Contributi Inps Enpals: nuovo cumulo

Fortunatamente, il “nuovo” cumulo non prevede l’obbligatorietà del raggiungimento dei requisiti contributivi in una gestione particolare: è difatti valida, ai fini del diritto alla pensione, tutta la contribuzione presente nelle varie gestioni, purché non coincidente.

Per il raggiungimento della pensione anticipata, in particolare, è utile tutta la contribuzione, obbligatoria, volontaria, da riscatto e ricongiunzione e figurativa (quest’ultima, però, sino a un limite massimo di 5 annualità).

Nel caso del lettore, dunque, conta tutta la contribuzione non coincidente, quindi non vi sono dubbi sul diritto alla pensione, perché possiede oltre 42 anni e 10 mesi di contributi, dei quali soltanto un anno figurativi.

Nuovo cumulo: calcolo della pensione

Per quanto riguarda il calcolo del trattamento col “nuovo” cumulo, rispetto al cumulo Inps Enpals il conteggio non è unico, ma ogni gestione liquida la sua quota di pensione: in applicazione delle previsioni della legge istitutiva del cumulo, però, relativamente al sistema di calcolo da utilizzare (retributivo, misto o contributivo) si deve far riferimento all’anzianità contributiva complessiva, cioè considerando tutte le gestioni.

In pratica:

  • se, fra tutte le gestioni, si possiedono più di 18 anni di contributi alla data del 31 dicembre 1995, il calcolo è retributivo sino a tutto il 2011, poi contributivo, a prescindere dai contributi posseduti nella specifica quota alla data di riferimento;
  • se, fra tutte le gestioni, si possiedono meno di 18 anni di contributi alla data del 31 dicembre 1995, il calcolo è retributivo sino a tutto il 1995, poi contributivo; si tratta del calcolo misto;
  • per chi non possiede contributi in alcuna gestione anteriormente al 1996, il calcolo è esclusivamente contributivo.

Vero è che ancora non è stata emanata una circolare o una differente normativa attuativa che dia le specifiche sul nuovo cumulo con preciso riferimento ai lavoratori ex Enpals: si ritiene tuttavia che, in assenza di ulteriori indicazioni, sia pienamente applicabile la normativa sul cumulo, ossia la Legge finanziaria 2013, come integrata dalla Legge di bilancio 2017.

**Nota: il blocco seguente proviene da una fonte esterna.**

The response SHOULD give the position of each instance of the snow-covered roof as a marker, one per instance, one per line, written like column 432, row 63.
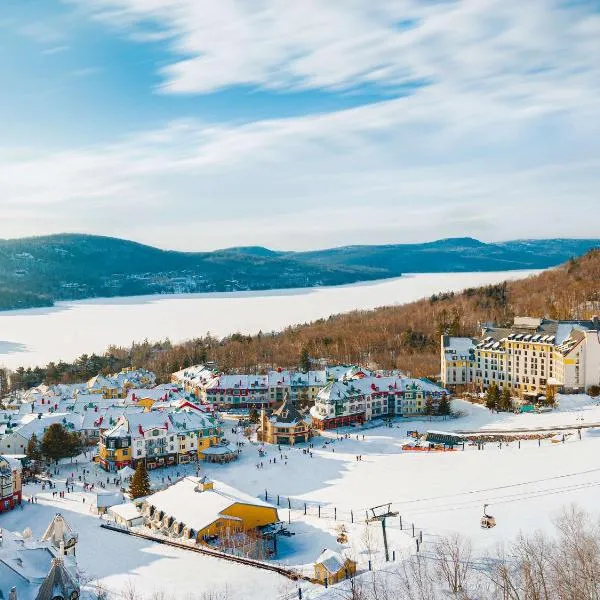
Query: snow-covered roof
column 196, row 508
column 127, row 511
column 331, row 560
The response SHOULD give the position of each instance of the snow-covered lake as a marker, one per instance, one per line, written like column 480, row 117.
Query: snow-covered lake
column 37, row 336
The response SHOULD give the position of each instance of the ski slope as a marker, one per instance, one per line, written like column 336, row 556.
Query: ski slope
column 437, row 492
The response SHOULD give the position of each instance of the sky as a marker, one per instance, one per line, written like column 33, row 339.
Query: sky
column 195, row 124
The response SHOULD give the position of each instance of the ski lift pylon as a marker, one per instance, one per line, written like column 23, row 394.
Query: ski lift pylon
column 487, row 521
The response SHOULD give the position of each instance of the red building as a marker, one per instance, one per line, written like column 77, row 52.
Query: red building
column 10, row 483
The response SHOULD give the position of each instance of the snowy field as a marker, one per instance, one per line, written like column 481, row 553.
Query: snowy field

Nel caso del lettore, dunque, a parere della scrivente è già possibile fare domanda di pensione, avvalendosi esplicitamente del “nuovo” cumulo, in quanto il “vecchio” cumulo Inps Enpals, pur restando in piedi, non è da ostacolo.

note

[1] L. 228/2012.

[2] Art. 1, Co. 195,Lett. a, L. 232/2016.

[3] Art.16 DPR1420/1971.

[4] Art.4, Co.7, Dlgs 182/1997.

[5] Inps Circ. n. 83/2016, punto 2.1.